Named variants to Rsids or coordinates or Haplotype?
1
0
Entering edit mode
7.8 years ago
Rm 8.2k

Looking for a tool to map variants (say from VCF) to "named variants" (for example: UGT1A1*28 , DPYD*3) to variant coordinates or rsid?

Biobase PGMD supports the same but need subscription I believe similar Question: Which Databases Carry Named Gene Variants Like Apoe4

vcf variants • 2.8k views
0
Entering edit mode
7.8 years ago
Ying W ★ 4.2k

Several variant annotations tools will identify variants in genes and also include known variants (from dbSNP with rsIDs). These tools include snpeff, annovar, and VEP. The rsID is just an identifier for variant from NIH, often, rare variants won't have these identifiers.

0
Entering edit mode

@Ying: My question is more specific: Link a RSID (rs8175347 or 2:234668881-234668882) to "Named Variant" UGT1A1*28

0
Entering edit mode

Your "named variant" is not a standard notation that I am aware of.

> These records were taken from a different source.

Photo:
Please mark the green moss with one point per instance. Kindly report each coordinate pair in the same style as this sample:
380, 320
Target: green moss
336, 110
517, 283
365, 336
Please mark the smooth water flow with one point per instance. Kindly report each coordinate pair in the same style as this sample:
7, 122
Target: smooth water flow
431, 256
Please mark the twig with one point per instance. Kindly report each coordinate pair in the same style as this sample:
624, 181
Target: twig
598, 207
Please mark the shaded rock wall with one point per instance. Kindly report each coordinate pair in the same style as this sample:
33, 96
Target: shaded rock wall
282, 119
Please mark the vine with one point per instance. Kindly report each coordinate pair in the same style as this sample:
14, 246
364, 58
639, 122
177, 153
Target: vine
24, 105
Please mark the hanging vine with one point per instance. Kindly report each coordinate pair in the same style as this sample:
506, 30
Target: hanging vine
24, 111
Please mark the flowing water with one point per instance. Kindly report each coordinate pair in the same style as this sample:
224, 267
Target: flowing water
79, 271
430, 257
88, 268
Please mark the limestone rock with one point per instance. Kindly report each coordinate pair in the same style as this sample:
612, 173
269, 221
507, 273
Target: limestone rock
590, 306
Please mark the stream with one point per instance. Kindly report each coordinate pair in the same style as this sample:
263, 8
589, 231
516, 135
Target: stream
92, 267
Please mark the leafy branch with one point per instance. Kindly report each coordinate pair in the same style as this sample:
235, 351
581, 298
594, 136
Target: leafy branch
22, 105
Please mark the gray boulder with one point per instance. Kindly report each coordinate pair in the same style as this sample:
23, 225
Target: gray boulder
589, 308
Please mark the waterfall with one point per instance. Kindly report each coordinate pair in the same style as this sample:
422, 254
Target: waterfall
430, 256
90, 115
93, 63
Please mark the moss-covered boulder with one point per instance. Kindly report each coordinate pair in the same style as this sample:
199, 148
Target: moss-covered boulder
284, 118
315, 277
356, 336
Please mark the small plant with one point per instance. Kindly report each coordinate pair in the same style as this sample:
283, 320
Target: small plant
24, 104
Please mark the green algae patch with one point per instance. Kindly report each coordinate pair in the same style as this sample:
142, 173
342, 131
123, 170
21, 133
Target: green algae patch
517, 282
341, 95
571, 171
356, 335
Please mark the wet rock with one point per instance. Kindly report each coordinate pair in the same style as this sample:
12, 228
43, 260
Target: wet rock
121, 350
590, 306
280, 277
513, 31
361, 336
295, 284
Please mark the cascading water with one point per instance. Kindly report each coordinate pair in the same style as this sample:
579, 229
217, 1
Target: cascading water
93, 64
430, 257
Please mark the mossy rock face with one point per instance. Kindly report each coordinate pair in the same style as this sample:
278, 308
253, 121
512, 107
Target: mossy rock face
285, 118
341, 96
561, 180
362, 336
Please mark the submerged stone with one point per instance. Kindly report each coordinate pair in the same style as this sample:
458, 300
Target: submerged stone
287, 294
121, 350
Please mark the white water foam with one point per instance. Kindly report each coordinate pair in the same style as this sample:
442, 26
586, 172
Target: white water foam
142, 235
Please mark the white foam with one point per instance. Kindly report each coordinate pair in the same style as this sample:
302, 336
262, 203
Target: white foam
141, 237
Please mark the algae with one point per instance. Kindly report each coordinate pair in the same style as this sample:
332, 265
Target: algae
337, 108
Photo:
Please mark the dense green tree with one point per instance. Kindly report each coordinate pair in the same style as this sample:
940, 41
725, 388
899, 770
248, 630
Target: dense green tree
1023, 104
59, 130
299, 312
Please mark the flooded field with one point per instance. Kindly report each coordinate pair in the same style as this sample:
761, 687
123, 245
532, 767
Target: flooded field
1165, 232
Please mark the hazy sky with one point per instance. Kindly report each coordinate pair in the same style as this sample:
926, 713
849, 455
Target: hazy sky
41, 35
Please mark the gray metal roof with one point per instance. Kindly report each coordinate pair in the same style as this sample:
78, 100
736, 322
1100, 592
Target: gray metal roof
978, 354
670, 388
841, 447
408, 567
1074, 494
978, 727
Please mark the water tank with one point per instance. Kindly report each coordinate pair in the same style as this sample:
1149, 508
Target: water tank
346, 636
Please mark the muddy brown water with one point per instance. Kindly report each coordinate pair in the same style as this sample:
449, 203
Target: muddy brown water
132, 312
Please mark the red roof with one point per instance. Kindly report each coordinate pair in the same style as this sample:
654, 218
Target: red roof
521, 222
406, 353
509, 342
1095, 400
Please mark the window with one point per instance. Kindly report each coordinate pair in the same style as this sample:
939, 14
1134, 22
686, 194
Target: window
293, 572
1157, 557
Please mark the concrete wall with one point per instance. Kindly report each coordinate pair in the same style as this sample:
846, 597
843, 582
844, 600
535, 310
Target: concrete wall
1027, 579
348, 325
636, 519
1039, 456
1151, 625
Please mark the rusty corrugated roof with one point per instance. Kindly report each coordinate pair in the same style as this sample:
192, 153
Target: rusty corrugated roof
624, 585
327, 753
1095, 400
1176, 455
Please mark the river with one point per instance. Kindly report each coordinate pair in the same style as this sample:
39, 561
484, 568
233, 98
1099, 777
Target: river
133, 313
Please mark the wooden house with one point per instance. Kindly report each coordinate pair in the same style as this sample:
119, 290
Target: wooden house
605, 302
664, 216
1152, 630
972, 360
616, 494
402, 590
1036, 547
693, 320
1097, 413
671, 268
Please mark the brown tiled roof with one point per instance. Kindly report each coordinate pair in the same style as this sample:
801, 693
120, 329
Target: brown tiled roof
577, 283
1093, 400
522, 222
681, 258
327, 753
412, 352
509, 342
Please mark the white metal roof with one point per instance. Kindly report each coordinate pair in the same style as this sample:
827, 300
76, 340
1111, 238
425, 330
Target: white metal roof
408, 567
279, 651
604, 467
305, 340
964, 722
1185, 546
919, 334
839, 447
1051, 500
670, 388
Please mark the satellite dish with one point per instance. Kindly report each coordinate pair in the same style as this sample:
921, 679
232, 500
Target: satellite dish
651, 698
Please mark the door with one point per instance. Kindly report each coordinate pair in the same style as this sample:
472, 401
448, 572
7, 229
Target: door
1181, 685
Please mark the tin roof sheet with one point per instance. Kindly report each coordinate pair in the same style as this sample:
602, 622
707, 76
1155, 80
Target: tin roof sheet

VEP (mentioned above) will produce HGVS notations from either rsIDs or coordinates+alleles, but you have a little work to do.

Here's an example command using the VEP command line tool:

echo "rs8175347" | perl variant_effect_predictor.pl -cache -force -hgvs -symbol -o stdout -fields SYMBOL,HGVSc -pick | grep -v ##
#SYMBOL HGVSc
UGT1A6  ENST00000305139.9:c.862-6799_862-6798[7]TA


I've used --pick to choose one amongst the many alternate transcripts for the UGT1A6. Note that the HGVS notation is given relative to a specific transcript so the variant can be resolved unambiguously; giving notations against a gene name alone can give rise to difficulty comparing notations from different systems or transcript sets.

1
Entering edit mode

The [GeneName]*[Number] format that the OP refers to as "Named Variant" is the way that different alleles of a gene are designated. An allele could be a combination of specific variants/rsIDs. For example, the entry for DPYD*3 can be found here and if you click on download translation table or the entry, you will find that allele *3 is defined by having 1897delG. After some googling, this application might be able to get you the info you are looking for (since it has DPYD*3's haplotype ID and rs#s in a plain text database, however, it does not have info on UGT1A1*28). It also seems like there is a limited number of genes with "named variants", maybe its possible to just download it somehow.

0
Entering edit mode

Thanks @Ying W: Yeah I am manually doing the linking of named variants from Pharmgkb. Let me explore tool you suggested.

0
Entering edit mode

Thanks @EnsemblWill : My inputs are list of named variants like UGT1A1*28 then to need to map to rs or coordinates...

0
Entering edit mode

Ah OK, sorry misunderstood the direction of conversion.

VEP can also take HGVS as input, but this named variant does not look like an HGVS name to me. Anyone know what this convention is and how it might be parsed?